Он отпустил ее, пытаясь удержать на лице улыбку.
— Не надо кричать! Я понял… Я отваливаю!
В его глазах полыхала ненависть.
— Да, уходите, пожалуйста, — сказала Элизабет.
Он вышел не спеша, вразвалочку, как бы бросая девушке вызов царственной непринужденностью своего отступления.
Этот инцидент очень огорчил Элизабет. Она надеялась, что после приступа злости Жак успокоится и снова станет Для нее товарищем. Но за обедом он ни разу не взглянул в ее сторону. Она видела его в профиль. Затылок его был напряжен, он мало ел и много пил.

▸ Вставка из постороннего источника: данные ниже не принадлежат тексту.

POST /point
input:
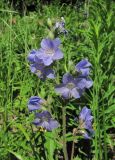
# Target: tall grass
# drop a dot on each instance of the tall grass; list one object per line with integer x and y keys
{"x": 90, "y": 36}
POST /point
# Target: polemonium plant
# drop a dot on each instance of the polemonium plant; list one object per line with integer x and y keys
{"x": 45, "y": 120}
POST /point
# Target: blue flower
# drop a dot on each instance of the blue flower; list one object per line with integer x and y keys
{"x": 42, "y": 71}
{"x": 37, "y": 66}
{"x": 35, "y": 103}
{"x": 49, "y": 51}
{"x": 60, "y": 26}
{"x": 71, "y": 87}
{"x": 85, "y": 122}
{"x": 45, "y": 120}
{"x": 83, "y": 67}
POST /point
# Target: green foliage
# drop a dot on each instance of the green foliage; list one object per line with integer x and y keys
{"x": 90, "y": 36}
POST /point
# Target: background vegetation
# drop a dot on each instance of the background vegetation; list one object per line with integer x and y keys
{"x": 91, "y": 34}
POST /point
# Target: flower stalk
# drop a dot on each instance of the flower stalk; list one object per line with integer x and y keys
{"x": 64, "y": 132}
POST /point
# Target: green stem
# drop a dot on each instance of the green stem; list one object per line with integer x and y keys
{"x": 64, "y": 132}
{"x": 72, "y": 152}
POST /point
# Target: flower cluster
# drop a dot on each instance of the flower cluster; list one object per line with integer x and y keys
{"x": 42, "y": 59}
{"x": 41, "y": 63}
{"x": 72, "y": 86}
{"x": 60, "y": 26}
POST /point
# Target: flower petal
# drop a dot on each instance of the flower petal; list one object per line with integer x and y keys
{"x": 53, "y": 124}
{"x": 67, "y": 77}
{"x": 58, "y": 54}
{"x": 47, "y": 60}
{"x": 61, "y": 89}
{"x": 76, "y": 93}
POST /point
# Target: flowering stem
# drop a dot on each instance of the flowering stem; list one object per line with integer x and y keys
{"x": 72, "y": 151}
{"x": 64, "y": 132}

После десерта, когда клиенты пошли в холл, он демонстративно уединился и стал читать «Пти Дофинуа». Впрочем, у большинства мужчин в этот вечер была в руках газета. Во всех компаниях разговор шел на одну и ту же тему: мошенник международного класса по имени Ставицкий недавно покончил жизнь самоубийством на вилле в Шамони. Все пансионеры были согласны в том, что политическая поддержка, которой пользовался этот тип для своих махинаций, говорила о том, что власть прогнила. Произносились одни и те же имена: Гара, Тиссье, Далимье… Но по мнению господина Греви, это были мелкие сошки. Он задавался вопросом, хватит ли у правительства смелости разоблачить настоящих виновников. Элизабет, которую это дело не интересовало, была удивлена, услышав голос своего отца, обычно такого сдержанного, который с жаром вмешался в спор:
— Вы абсолютно правы, господин Греви! Наши парламентарии превратили республику в притон! Следовало бы гнать поганой метлой всю эту шваль!
— Да, мы живем в странную эпоху, — сказал толстый эльзасец. — По ту сторону Рейна Гитлер заставляет свой народ ходить строевым шагом, а что происходит здесь, у нас? Людей интересуют какие-то грязные похождения Виолетты Нозьер. Рассказывают, как Оскар Дёфрен — министр — был убит каким-то юнгой, который был якобы его партнером по удовольствиям. Обнаруживается, что некоторые государственные чиновники были связаны с ворами… Да! Куда идет Франция?
— К пропасти, к пропасти, мсье! — ответил Пьер.
Амелию беспокоило, что ее муж поддерживает пессимистические настроения клиентов, вместо того чтобы поддерживать в них желание как можно лучше провести свой отпуск. Так как он упорствовал в своем антикоммерческом поведении, она прошептала ему с милой улыбкой:
— Так ты идешь, Пьер? Наш стол уже накрыт.
И Амелия увела мужа в столовую, где они всегда обедали после всех пансионеров. Когда они ушли, мадам Лористон подошла к Элизабет и прошептала, краснея от смущения:
— Я хотела бы позвонить в Париж: Майо, 12–15.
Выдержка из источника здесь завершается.